The Crusading General: The Life of General Sir Bernard Paget, GCB, DSO, MC is a biography of the subject’s full career by his eldest son Julian Paget. An interesting chapter in the volume is “Who Planned D-Day (1942-44)” which reviews SKYSCRAPER, the plan Paget developed for the invasion of the continent, and compares it to the COSSAC plan by General F.E. Morgan and the plan that Montgomery actually implemented on June 6, 1944. Post-war, Bernard Paget expressed the opinion that SKYSCRAPER was much better than Morgan’s plan and was “very similar to that actually carried out.” The chapter “Forging the Sword (1941-43)” considers Paget’s training of the British army for the invasion of Europe. It was his “greatest achievement” and earned him the reputation as the greatest trainer of troops since Sir John Moore. The author writes that Paget “created and trained the 21st Army Group, but was denied the satisfaction of commanding it in battle. He was to Montgomery what Moore was to Wellington.”

Finest Hour

The theme of the latest issue (No. 203) of Finest Hour: The Journal of Winston Churchill and His Times is “Churchill and Leadership.” The issue includes the articles “The Leadership Paradigm” by Andrew Roberts, “I Lead Like Winston Churchill: Winston Churchill in the Lyrics of Popular Music” by Teresa Dalton and Greg Dhuyvetter, and “All History Stood Still: Winston Churchill and John F. Kennedy” by Kevin R. Loughlin. Additionally, the articles Churchill wrote on Queen Elizabeth I and Georges Clemenceau are reprinted in the issue.

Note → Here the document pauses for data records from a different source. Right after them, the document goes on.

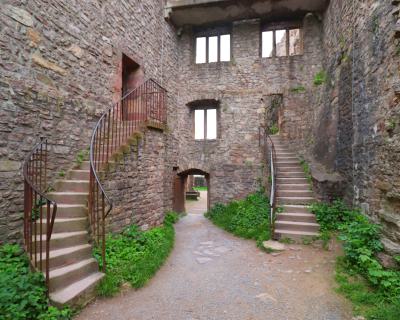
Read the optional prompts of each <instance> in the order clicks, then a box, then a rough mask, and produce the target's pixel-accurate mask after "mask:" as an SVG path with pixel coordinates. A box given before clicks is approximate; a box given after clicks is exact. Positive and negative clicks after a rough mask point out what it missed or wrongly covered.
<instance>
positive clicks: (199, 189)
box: [193, 187, 207, 191]
mask: <svg viewBox="0 0 400 320" xmlns="http://www.w3.org/2000/svg"><path fill="white" fill-rule="evenodd" d="M193 189H194V190H196V191H207V187H193Z"/></svg>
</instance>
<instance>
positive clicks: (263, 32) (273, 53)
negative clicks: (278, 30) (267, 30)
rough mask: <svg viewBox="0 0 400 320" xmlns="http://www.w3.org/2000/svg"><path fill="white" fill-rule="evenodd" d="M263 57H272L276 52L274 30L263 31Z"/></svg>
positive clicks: (262, 44) (262, 54)
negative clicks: (269, 30)
mask: <svg viewBox="0 0 400 320" xmlns="http://www.w3.org/2000/svg"><path fill="white" fill-rule="evenodd" d="M261 42H262V57H263V58H270V57H272V56H273V54H274V32H273V31H264V32H263V33H262V39H261Z"/></svg>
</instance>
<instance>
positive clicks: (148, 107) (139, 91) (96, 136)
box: [89, 79, 167, 271]
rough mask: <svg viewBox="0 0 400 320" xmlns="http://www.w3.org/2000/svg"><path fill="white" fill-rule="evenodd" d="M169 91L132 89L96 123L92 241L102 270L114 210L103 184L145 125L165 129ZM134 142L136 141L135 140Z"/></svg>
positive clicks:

The website of Finest Hour is here.

Churchill Research

On August 1, 1914 the British cabinet of Prime Minister H.H. Asquith decided against sending the British Expeditionary Force to France and as late as August 4, the day Britain declared war on Germany, the cabinet was repeatedly told that the BEF would not be sent abroad. Only two days later, however, the cabinet changed course and approved the force’s despatch to France. In his article “The Asquith Cabinet and the Decision to Send an Expeditionary Force to France in 1914” (Diplomacy & Statecraft, 33:4, 2022), John W. Young (University of Nottingham) seeks to explain the maneuvering of the pro-Entente Asquith and his key ministerial allies Lord Chancellor Lord Haldane and the Foreign Secretary Sir Edward Grey in the first days of August 1914 and the cabinet’s eventual agreement to sending the BEF. Young concludes that “there had been good reasons for delay. If Asquith, Haldane and Grey […] had pressed for a more rapid deployment, it could have broken up the Cabinet and, perhaps, seriously delayed entry into the war at France’s side. Asquith was a past master at holding his team together and, even in the face of a great power conflagration, his cautious touch did not desert him.” Churchill, who was in the Cabinet as First Lord of the Admiralty, is described by Young as “always the most pro-war of ministers” who was “already committed in principle to sending the BEF to the continent” but was aware of the tactics being used by Asquith, Haldane, and Grey. The journal’s website is here.